After this I continued going down, and I started hearing birds, and crickets, and water, and it was nice and warm, and there were green trees and I was just soooooo happpy!! And finally I had oxygen to sing out loud with the songs on my phone and it was just great! I had planned on staying in Jujuy, but I arrived already there when it was 2pm. So I decided to continue and find a campsite (yes, in Argentina there are established campsites!). Various cyclists I had met had recommended me to not take the highway from Jujuy to Salta, but an alternative road called the Ruta Nacional 9. It was 10 kilometers longer, and definitely more up and down, but everyone said it was an absolutely beautiful road so who am I to decide otherwise. Though the campsite was fairly at the beginning of this route, it was indeed already beautiful. Very, very small, but with people cycling and rollerskating around it felt like a holiday destination.

I found the campsite, and they actually let me stay there for free 🙂 So it was like wildcamping, but with a shower 😉 Those are the wild campsites I like! For a while it seemed like it was going to rain, but in the end the storm passed and I slept deliciously on the soft underground of grass (how much I had missed seeing simple things like grass).

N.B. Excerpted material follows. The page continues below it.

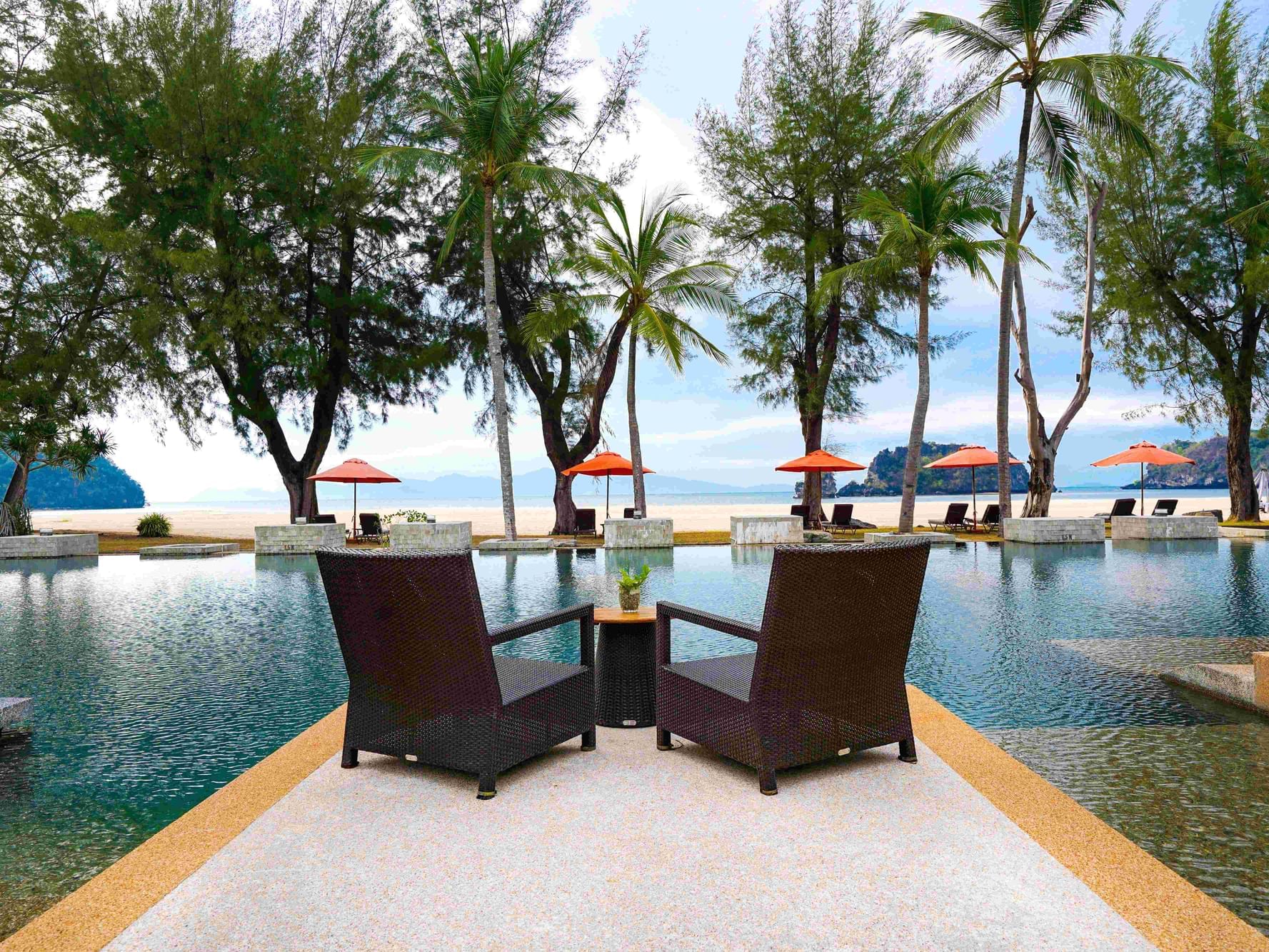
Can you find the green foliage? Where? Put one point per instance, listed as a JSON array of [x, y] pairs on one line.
[[406, 516], [631, 583], [154, 526], [823, 111], [14, 519]]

The next morning I got up early, despite the fact there was only 70 kilometers left to Salta. But I wasn´t sure how hilly it would be. I have to say, it was an absolutely amazing ride! I was enjoying it só much! Little hills up and down, lots of forest, lakes, and the sporadic car or motorcycle enjoying this scenic route as well. I had read in a blog that a van couple had called it ´driving on a bicycle lane´, and given the fact that two cars could barely pass and there were about 200 hundred (without exaggerating) very closed curves, none of the other traffic could go much faster than 30 km/h. So the very few cars where of no bother at all either. I finally ended up in a little town La Caldera and had some lunch in a little comedor there. Now it was really just 20 kilometers rolling into Salta. The end of my cycling trip, and what an end!!